Im Durchzug
Kapelle Sorelle • 26.04.2024 • SteinliChäller
Kann man Akkordeon spielen, wenn der Balg kaputt ist?
Diese ungewöhnliche Frage stellte sich das Publikum am Freitag, 26. April 2024, im Steinlichäller Möhlin: «Kapelle Sorelle», die seit über 30 Jahren als «Bühnenschwestern» miteinander unterwegs sind, boten im sehr gut besuchten Steinlichäller auf Einladung der Kulturkommission ein abwechslungsreiches Programm aus Musik und Wort, bei dem auch diese Frage beantwortet wurde: Ja, es geht!
«Die Schnäbel sind gewetzt, die Schuhe poliert und die Instrumente gestimmt!» Die beiden Künstlerinnen, Ursina Gregori und Charlotte Wittmer, begannen aber nicht auf der Bühne, sondern betraten den Steinlichäller aus dem Dunkeln von hinten, musizierend und mit schwerem Gepäck beladen. Noch spielten sie nicht auf ihren Instrumenten – diese waren noch in ihren Koffern verstaut -, sondern benutzen ihre Stimmen, ihre Lippen sowie kleine Cinellen. Mit einer repetierten Melodienfolge stimmten sie das Publikum auf 80 Minuten abwechslungsreichen Programms ein.
Schnabelwetzer und Opernmelodien
Auf der Bühne angekommen, sortierten die beiden Bühnenschwestern ihr schweres Gepäck und leiteten mit zwei Zungenbrechern den Abend voller Sprach- und Musikperlen ein. In halsbreche-rischer Geschwindigkeit flossen Sprüche ein und verknoteten fast die Gehörgänge. Es wurde meisterlich gejodelt, getanzt und auch Mozarts Duett zwischen Papageno und Papagena in ungewohnten Klängen gesungen.
Die beiden Künstlerinnen begleiteten ihre Lieder auf Akkordeons: das allein wäre wenig spektakulär, wenn sie nicht ein spezielles, extra für sie gebautes sieben Meter langes Instrument im Gepäck gehabt hätten. Mit dem Balg stellten sie etliche lustige Situationen dar wie beispielsweise die Imitation eines chinesischen Drachen, der sich über die Bühne schlängelt, oder eine Bettdecke, die über die beiden müden Sängerinnen gelegt wird.
Wie funktioniert das?
Einen Überraschungsmoment – oder war es gar ein Schreckmoment – erlebte das Publikum, als Gregori und Wittmer nach einem kurzen «Ausflug» hinter den Vorhang traurig mit einem zerrissenen Akkordeon zurückkamen. Es gab keinen Ton mehr von sich und man bangte schon, dass nun die beiden normalen Instrumente vom Anfang des Abends wieder hervorgeholt werden müssten. Doch weit gefehlt: der Erfindungsreichtum kannte keine Grenzen, denn Charlotte Wittmer stellte das Akkordeon mit der offenen Seite auf einen der mitgebrachten Koffer – et voilà! So entlockte sie dem Instrument wieder Töne, die Aufführung konnte weitergehen. Und damit beantwortet sich auch die Frage, ob ein Akkordeon gespielt werden kann, wenn der Balg zerrissen ist: ja, es geht.

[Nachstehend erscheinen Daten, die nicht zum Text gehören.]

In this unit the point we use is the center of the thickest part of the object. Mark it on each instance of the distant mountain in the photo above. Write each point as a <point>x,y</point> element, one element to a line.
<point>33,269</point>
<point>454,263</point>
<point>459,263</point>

Der Abend endete, wie er begonnen hatte, nämlich mit Kofferschleppen und Melodiensingen beim Auszug aus dem Steinlichäller. Das Publikum bekam noch eine Zugabe und dankte den beiden Künstlerinnen mit anhaltendem Applaus und begeisterten Kommentaren beim anschliessenden Apéro im Foyer. Die beiden Künstlerinnen gesellten sich auf ein Gläschen Sekt dazu und liessen bei angeregten Gesprächen den schönen Abend ausklingen.